After the removal of epmutex, it's possible eventpoll_release_file()
and ep_free() will try to remove the same epi. The removal of epi
is protected by ep->mtx, so there are two possible sequences:
(1) eventpoll_release_file() first, then ep_free()
there is no double-free, because after the invocation of
eventpoll_release_file(), the epi will be removed from ep->rbr
and ep_free() will not be able to free it.
(2) ep_free() first, then eventpoll_release_file()
double-free is possible because before the invocation of ep_remove()
in ep_free() eventpoll_release_file may has already got the epi from
file->f_ep_links. To protect against the double-free case, check
rb_first_cached() in eventpoll_release_file() to ensure the epi
has not been removed by ep_free()
Signed-off-by: Hou Tao <houtao1@xxxxxxxxxx>
---
fs/eventpoll.c | 13 +++++++++++--
1 file changed, 11 insertions(+), 2 deletions(-)
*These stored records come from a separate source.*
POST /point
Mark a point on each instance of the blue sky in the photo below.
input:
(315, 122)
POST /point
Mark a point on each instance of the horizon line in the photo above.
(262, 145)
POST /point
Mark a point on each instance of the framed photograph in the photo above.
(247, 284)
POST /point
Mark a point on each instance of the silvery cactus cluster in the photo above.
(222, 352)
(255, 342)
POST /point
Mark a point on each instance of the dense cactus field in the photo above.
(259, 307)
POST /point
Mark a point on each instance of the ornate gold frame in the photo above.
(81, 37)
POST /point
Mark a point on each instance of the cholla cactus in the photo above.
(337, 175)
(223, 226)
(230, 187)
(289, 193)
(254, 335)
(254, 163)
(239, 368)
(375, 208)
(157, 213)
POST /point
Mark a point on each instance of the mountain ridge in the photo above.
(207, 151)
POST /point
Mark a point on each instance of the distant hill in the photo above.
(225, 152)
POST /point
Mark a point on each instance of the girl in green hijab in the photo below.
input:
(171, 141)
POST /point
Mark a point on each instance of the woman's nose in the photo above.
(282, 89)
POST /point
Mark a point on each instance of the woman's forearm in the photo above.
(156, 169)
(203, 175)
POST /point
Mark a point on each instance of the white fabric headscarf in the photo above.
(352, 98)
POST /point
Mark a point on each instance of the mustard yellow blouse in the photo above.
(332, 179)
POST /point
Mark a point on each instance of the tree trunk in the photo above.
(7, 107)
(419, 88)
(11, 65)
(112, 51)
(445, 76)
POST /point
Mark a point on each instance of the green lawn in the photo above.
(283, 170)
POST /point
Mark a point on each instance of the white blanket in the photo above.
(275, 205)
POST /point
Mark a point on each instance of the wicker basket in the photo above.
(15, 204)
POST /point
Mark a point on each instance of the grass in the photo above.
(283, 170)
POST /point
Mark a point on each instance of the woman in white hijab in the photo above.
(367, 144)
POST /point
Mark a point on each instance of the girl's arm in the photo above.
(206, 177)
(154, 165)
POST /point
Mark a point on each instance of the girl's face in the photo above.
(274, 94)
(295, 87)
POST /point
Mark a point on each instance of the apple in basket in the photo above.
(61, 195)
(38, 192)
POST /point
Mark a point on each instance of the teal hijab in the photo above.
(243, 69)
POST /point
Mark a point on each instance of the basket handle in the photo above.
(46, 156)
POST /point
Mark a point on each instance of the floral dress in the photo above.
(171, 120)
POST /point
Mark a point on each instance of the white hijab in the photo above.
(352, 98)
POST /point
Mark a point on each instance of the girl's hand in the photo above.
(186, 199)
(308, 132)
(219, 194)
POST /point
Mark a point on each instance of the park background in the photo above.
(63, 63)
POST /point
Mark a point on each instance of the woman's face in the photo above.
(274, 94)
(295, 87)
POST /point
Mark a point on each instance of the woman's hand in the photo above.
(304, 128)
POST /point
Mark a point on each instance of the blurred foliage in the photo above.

diff --git a/fs/eventpoll.c b/fs/eventpoll.c
index 27b743b..cd7a9f4 100644
--- a/fs/eventpoll.c
+++ b/fs/eventpoll.c
@@ -1058,13 +1058,22 @@ void eventpoll_release_file(struct file *file)
break;
ep = eventpoll_get_ep(epi->ep);
- /* Current epi has been removed by ep_free() */
+ /* Current epi had been removed by ep_free() */
if (!ep)
continue;
rcu_read_unlock();
mutex_lock_nested(&ep->mtx, 0);
- ep_remove(ep, epi);
+ /*
+ * If rb_first_cached() returns NULL, it means that the current epi
+ * had been removed by ep_free(). To prevent epi from double-freeing,
+ * check the condition before invoking ep_remove().
+ * If eventpoll_release_file() frees epi firstly, the epi will not
+ * be freed again because the epi must have been removed from ep->rbr
+ * when ep_free() is invoked.
+ */
+ if (rb_first_cached(&ep->rbr))
+ ep_remove(ep, epi);
mutex_unlock(&ep->mtx);
eventpoll_put_ep(ep);
--
2.7.5